A Beginner’s Guide to Battling Fake News
With major elections looming, citizens in Latin America must work toward becoming informed and critical consumers of information, writes Roberta Braga, an assistant director in the Atlantic Council’s Adrienne Arsht Latin America Center. The following three lessons can guide individual steps to combat fake news:
1. Understand the Master Narrative for Context: Master narratives help explain the shared meaning of the past, present, and future of international politics. They are a story that a group can understand and identify with their own lives. However, these narratives are also the means for political actors to shape the behavior of domestic and international audiences. As individuals, having an eye for society’s master narratives can provide context to help decipher conversations.

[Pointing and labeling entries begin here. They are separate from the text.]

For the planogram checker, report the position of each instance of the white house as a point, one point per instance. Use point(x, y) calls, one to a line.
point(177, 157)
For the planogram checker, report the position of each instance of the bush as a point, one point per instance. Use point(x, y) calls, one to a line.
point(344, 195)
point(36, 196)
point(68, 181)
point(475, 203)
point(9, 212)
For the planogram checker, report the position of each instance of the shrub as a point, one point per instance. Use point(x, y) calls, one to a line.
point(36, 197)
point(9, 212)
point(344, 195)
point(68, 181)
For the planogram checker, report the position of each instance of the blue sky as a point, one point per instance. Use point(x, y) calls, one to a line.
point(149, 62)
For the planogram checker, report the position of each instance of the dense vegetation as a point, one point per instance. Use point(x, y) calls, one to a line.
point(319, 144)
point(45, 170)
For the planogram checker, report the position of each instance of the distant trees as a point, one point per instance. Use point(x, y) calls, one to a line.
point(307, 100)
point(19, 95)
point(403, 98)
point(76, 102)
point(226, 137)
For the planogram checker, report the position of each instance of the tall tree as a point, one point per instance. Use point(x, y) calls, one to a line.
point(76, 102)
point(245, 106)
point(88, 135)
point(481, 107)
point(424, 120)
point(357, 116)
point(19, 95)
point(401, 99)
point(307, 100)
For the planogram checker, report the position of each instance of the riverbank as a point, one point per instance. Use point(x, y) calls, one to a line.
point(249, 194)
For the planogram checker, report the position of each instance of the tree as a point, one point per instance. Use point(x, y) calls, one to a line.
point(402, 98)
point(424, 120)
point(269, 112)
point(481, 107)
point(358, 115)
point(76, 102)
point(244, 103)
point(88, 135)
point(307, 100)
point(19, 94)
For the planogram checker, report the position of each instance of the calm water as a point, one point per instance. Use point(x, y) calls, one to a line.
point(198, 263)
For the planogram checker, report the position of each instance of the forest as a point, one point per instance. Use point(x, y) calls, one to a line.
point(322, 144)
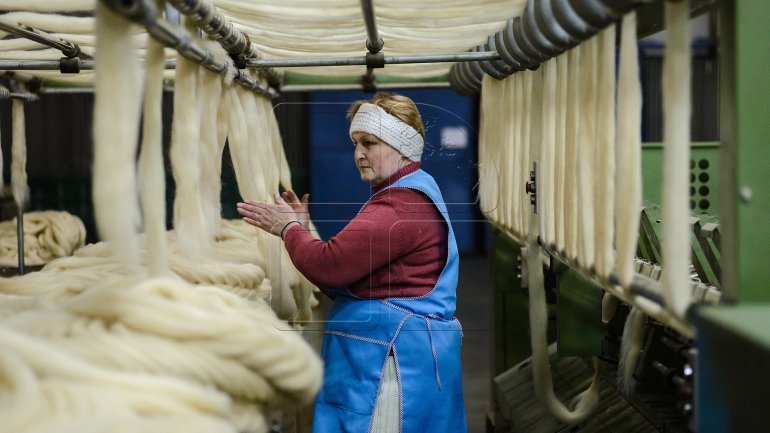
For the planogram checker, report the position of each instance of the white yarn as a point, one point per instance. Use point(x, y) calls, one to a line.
point(152, 173)
point(526, 138)
point(586, 152)
point(510, 173)
point(537, 151)
point(19, 156)
point(630, 349)
point(586, 401)
point(53, 23)
point(629, 143)
point(213, 132)
point(185, 154)
point(116, 119)
point(237, 139)
point(488, 172)
point(546, 179)
point(571, 212)
point(521, 199)
point(399, 135)
point(47, 235)
point(47, 5)
point(676, 159)
point(604, 184)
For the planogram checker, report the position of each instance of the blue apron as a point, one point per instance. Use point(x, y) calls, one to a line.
point(420, 332)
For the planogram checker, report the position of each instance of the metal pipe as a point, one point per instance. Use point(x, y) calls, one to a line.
point(20, 237)
point(69, 49)
point(361, 60)
point(210, 20)
point(145, 13)
point(39, 65)
point(54, 65)
point(374, 41)
point(354, 86)
point(548, 28)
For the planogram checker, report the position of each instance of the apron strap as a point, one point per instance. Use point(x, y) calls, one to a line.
point(433, 349)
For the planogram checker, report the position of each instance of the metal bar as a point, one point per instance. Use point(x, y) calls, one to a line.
point(361, 60)
point(20, 237)
point(644, 293)
point(39, 65)
point(352, 86)
point(67, 48)
point(144, 12)
point(708, 252)
point(210, 20)
point(374, 41)
point(54, 65)
point(206, 16)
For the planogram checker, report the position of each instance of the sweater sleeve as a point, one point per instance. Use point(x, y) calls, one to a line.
point(370, 241)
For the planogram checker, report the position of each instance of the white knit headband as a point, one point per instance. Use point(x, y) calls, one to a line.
point(372, 119)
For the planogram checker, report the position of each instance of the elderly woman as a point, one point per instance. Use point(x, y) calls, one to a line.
point(391, 345)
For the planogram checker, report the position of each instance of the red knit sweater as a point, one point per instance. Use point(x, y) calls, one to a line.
point(396, 246)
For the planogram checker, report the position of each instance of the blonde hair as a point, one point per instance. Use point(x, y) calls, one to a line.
point(396, 105)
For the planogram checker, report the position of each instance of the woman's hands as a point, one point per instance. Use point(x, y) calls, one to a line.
point(300, 207)
point(272, 218)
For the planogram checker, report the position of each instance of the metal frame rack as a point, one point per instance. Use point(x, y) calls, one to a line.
point(545, 30)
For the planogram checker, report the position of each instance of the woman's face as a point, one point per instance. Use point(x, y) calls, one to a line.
point(375, 159)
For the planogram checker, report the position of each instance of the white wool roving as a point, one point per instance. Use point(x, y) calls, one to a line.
point(47, 235)
point(55, 23)
point(281, 162)
point(560, 178)
point(238, 144)
point(115, 129)
point(676, 159)
point(630, 349)
point(587, 400)
point(488, 173)
point(258, 152)
point(19, 156)
point(547, 188)
point(520, 197)
point(586, 151)
point(152, 173)
point(211, 147)
point(507, 131)
point(604, 185)
point(526, 138)
point(629, 147)
point(185, 153)
point(536, 144)
point(47, 5)
point(571, 214)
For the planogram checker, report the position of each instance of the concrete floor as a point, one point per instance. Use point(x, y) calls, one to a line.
point(476, 313)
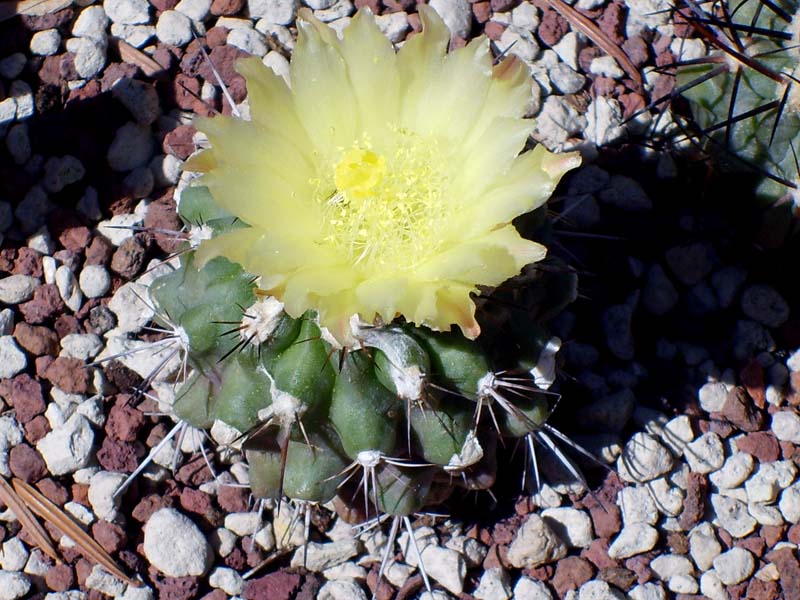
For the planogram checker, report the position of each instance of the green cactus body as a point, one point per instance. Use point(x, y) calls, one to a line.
point(440, 429)
point(364, 413)
point(751, 110)
point(404, 405)
point(311, 473)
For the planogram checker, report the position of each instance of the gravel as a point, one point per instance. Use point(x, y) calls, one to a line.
point(174, 545)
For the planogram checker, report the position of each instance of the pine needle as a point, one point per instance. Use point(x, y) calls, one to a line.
point(594, 33)
point(25, 517)
point(59, 519)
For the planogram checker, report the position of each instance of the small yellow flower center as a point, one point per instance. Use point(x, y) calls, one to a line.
point(359, 172)
point(385, 207)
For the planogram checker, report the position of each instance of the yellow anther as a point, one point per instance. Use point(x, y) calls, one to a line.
point(359, 172)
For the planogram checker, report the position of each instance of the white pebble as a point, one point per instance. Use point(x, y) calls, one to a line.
point(45, 43)
point(16, 289)
point(789, 503)
point(13, 585)
point(706, 453)
point(734, 566)
point(127, 12)
point(174, 28)
point(12, 359)
point(786, 426)
point(69, 447)
point(456, 14)
point(643, 459)
point(227, 580)
point(94, 281)
point(275, 12)
point(175, 546)
point(571, 525)
point(197, 10)
point(91, 23)
point(734, 472)
point(632, 540)
point(732, 515)
point(68, 288)
point(704, 546)
point(90, 56)
point(535, 544)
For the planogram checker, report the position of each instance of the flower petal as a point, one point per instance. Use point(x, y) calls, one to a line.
point(527, 185)
point(487, 260)
point(372, 73)
point(323, 96)
point(270, 101)
point(247, 160)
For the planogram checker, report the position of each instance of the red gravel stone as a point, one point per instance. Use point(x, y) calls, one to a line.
point(226, 8)
point(621, 578)
point(636, 49)
point(28, 262)
point(55, 492)
point(69, 375)
point(178, 142)
point(740, 410)
point(117, 456)
point(232, 499)
point(36, 339)
point(178, 588)
point(75, 238)
point(275, 586)
point(772, 534)
point(195, 501)
point(603, 507)
point(694, 505)
point(162, 216)
point(129, 258)
point(754, 544)
point(552, 27)
point(641, 566)
point(612, 22)
point(150, 504)
point(785, 560)
point(752, 378)
point(123, 423)
point(194, 473)
point(67, 324)
point(59, 578)
point(762, 445)
point(597, 554)
point(25, 395)
point(26, 463)
point(571, 573)
point(46, 303)
point(109, 535)
point(793, 535)
point(99, 251)
point(762, 590)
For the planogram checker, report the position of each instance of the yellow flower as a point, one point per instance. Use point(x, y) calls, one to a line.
point(381, 183)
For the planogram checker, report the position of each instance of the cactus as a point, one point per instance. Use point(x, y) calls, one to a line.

2. Double-Check Sources: Journalists are taught to verify their facts through at least three sources before publishing—individuals should try taking a second look at information as well. By asking one or two questions about the source and bias of information, individuals take a pause and may just find out the viral article or social media post is untrue. Is the source an established organization or an individual? What is the organization’s mission? Chances are, if the image or article came from a website that has “conspiracy” in the address, it is not. Is the source linked to, or funded by, a specific country? If so, think about what that actor may want to achieve. It takes one minute to verify and think twice before sharing.
3. Take a Second Look at the Text, Line by Line: The concept of critical discourse analysis (CDA) refers to the ways one can analyze text or speeches deemed to be politically or culturally influential. When reading an article, keep an eye out for some key elements of CDA.
When Russian President Vladimir Putin took advantage of Ukraine’s chaos to invade, he did not just send troops, he unleashed a chilling disinformation campaign that looks from this vantage point like a trial run for the one in this country during the last presidential campaign, Kenneth Turan writes for the Los Angeles Times, in a review of ‘Breaking Point: The War for Democracy in Ukraine’:
As recent news stories have emphasized, one of the main problems Ukraine has is the internal one of belief in rule of law in the face of a legacy of corruption that remains hard to stamp out. As [National Endowment for Democracy board member] Anne Applebaum, the Pulitzer-Prize winning author of “Gulag: A History” puts it, the situation in Ukraine asks the question, “Can European democracy survive into the 21st century?” It is bad news for us all if it cannot.